На улице стояла ночь, полная чистого прозрачного воздуха. Я глубоко вздохнула и почувствовала себя лучше. Этот город умел убивать, но умел и врачевать, не прилагая к тому никаких усилий, — просто так, по ходу дела, в зависимости от настроения, даже не меняясь в лице. В самый раз для меня. Терпеть не могу сочувствия, этой липкой чужой сопли на моем воротнике: нет ничего более мерзкого в инвентарном наборе человеческой фальши. Злоба и то лучше — по крайней мере честнее.
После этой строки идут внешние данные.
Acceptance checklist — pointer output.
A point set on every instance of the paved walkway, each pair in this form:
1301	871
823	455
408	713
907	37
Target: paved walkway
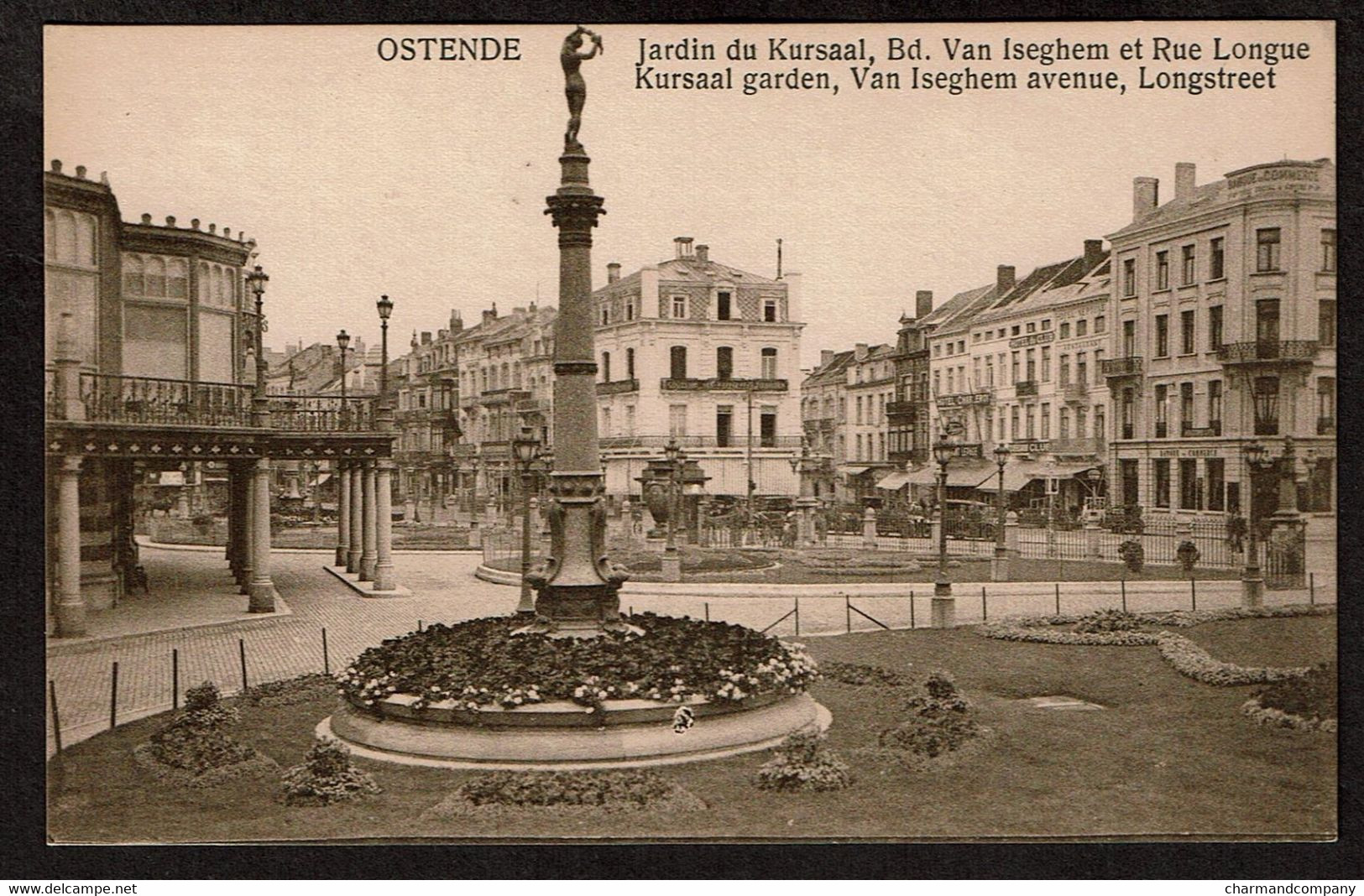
445	591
Когда им наконец удастся меня утопить, то, ради Бога, пусть сделают это с неприязненным выражением лица. Не надо изображать скорби! Стоянка была рядом, но если уж город предложил прогуляться, то не следовало упускать такой возможности, и я взяла его под руку. Мы медленно шли мимо светящихся витринами торговых аркад, думая каждый о своем, бескорыстные в своем случайном соседстве. Никто не обгонял нас. По каменным щекам стен ползали фиолетовые тени, редкие прохожие тихо брели навстречу, уставив внутрь себя отрешенные взгляды, — так, словно им некуда было торопиться. Часы на площади показывали половину второго.
— Мне пора, — сказала я своему попутчику. — Спасибо за прогулку.
Город равнодушно промолчал. Вместо него с преувеличенной бодростью ответил кто-то другой:
— Ну наконец-то! Вот вы где! А я обыскался…
Я оглянулась: в пяти шагах сзади на фоне витрины ювелирного магазина светился знакомый медальный профиль.